On 9/18/19 4:41 PM, Kirill A. Shutemov wrote:
On Wed, Sep 18, 2019 at 02:59:08PM +0200, Thomas Hellström (VMware) wrote:
From: Thomas Hellstrom <thellstrom@xxxxxxxxxx>
Add two utilities to a) write-protect and b) clean all ptes pointing into
a range of an address space.
The utilities are intended to aid in tracking dirty pages (either
driver-allocated system memory or pci device memory).
The write-protect utility should be used in conjunction with
page_mkwrite() and pfn_mkwrite() to trigger write page-faults on page
accesses. Typically one would want to use this on sparse accesses into
large memory regions. The clean utility should be used to utilize
hardware dirtying functionality and avoid the overhead of page-faults,
typically on large accesses into small memory regions.
The added file "as_dirty_helpers.c" is initially listed as maintained by
VMware under our DRM driver.

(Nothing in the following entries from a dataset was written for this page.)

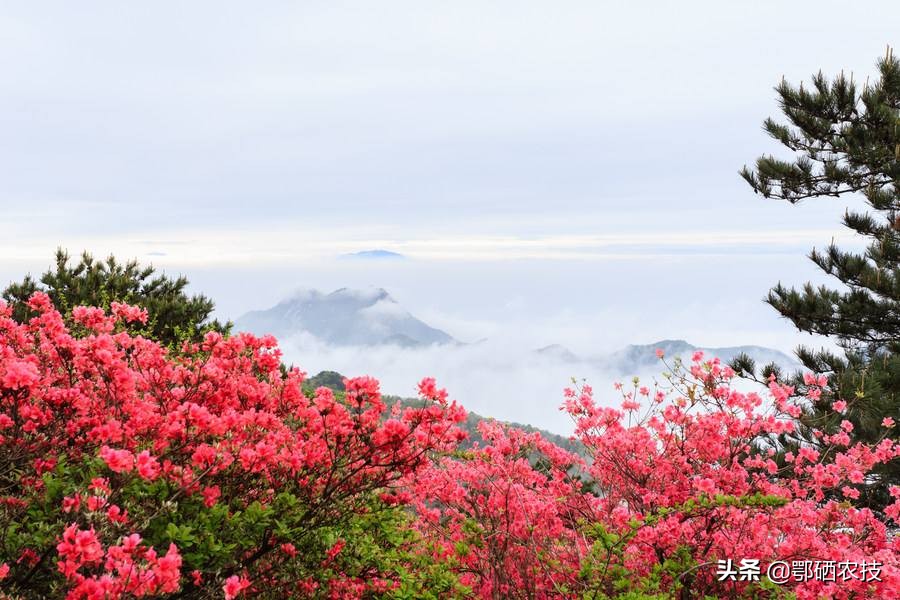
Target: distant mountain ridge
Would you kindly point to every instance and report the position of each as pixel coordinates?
(345, 317)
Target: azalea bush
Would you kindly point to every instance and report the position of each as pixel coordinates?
(129, 469)
(128, 472)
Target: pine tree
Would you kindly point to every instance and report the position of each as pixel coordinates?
(845, 141)
(174, 316)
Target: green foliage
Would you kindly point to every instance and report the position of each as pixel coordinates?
(174, 316)
(846, 140)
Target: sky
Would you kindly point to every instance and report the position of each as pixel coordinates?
(553, 172)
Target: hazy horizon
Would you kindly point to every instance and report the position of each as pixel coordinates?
(553, 175)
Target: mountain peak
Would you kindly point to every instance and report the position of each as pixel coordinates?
(344, 317)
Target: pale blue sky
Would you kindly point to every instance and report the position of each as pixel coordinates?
(565, 169)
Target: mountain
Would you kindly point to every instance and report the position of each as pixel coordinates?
(639, 358)
(558, 353)
(345, 317)
(335, 381)
(376, 254)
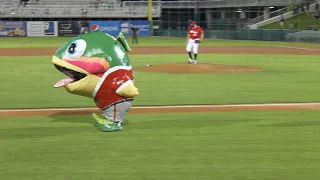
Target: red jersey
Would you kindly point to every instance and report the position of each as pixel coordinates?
(111, 82)
(195, 32)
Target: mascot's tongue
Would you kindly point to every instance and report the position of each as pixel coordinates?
(64, 82)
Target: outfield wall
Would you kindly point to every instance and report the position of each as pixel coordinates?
(75, 28)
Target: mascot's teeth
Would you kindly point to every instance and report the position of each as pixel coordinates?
(64, 82)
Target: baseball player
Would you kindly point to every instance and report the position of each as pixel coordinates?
(195, 36)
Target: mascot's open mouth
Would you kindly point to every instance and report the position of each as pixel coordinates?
(73, 76)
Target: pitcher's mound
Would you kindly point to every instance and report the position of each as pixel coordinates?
(197, 68)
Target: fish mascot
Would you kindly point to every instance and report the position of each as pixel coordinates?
(97, 66)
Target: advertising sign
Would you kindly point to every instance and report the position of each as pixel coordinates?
(110, 27)
(72, 28)
(42, 28)
(12, 28)
(142, 25)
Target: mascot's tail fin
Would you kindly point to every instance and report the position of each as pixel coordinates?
(123, 42)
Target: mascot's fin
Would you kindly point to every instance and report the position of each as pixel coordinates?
(129, 90)
(123, 42)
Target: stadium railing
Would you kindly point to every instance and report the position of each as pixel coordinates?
(212, 3)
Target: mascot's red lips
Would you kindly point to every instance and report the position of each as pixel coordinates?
(93, 65)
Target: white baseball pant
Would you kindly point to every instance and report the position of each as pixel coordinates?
(192, 45)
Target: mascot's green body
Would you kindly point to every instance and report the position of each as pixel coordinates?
(98, 67)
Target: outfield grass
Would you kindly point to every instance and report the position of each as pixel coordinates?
(181, 146)
(302, 21)
(16, 42)
(28, 82)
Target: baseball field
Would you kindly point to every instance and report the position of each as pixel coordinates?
(249, 110)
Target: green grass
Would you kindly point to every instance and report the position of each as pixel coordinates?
(182, 146)
(18, 42)
(302, 21)
(27, 82)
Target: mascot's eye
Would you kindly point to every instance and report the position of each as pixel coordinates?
(76, 49)
(71, 49)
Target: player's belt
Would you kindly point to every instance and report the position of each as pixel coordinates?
(118, 102)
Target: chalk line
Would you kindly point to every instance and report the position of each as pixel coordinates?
(168, 107)
(301, 48)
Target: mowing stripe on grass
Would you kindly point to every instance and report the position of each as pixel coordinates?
(165, 109)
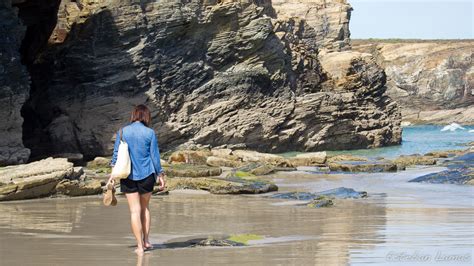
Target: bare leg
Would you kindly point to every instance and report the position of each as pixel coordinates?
(135, 210)
(146, 219)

If somebody would like it elsewhere,
that's of course no problem.
After quick glance, it looks a lot as rmap code duplication. Why not
extend rmap_walk() interface instead to cover range of pages?
There appears to exist quite a few pagetable walks in the mm code. "Take
1" of this patch series modified the "apply_to_page_range" interface and
used that. But the interface modification was actually what eventually
caused Linus to reject the code. While it is entirely possible to do a
proper modification following Linus' and Christoph's guidelines, that
code doesn't allow for huge pages and populates all page table levels.
We will soon probably want to support huge pages and do not want to
populate. The number of altered code-paths itself IMO motivates yet
another pagetable walk implementation.
The walk code currently resembling the present patch the most is the
unmap_mapping_range() implementation.
The rmap_walk() is not very well suited since it operates on a struct
page and the code of this patch has no notion of struct pages.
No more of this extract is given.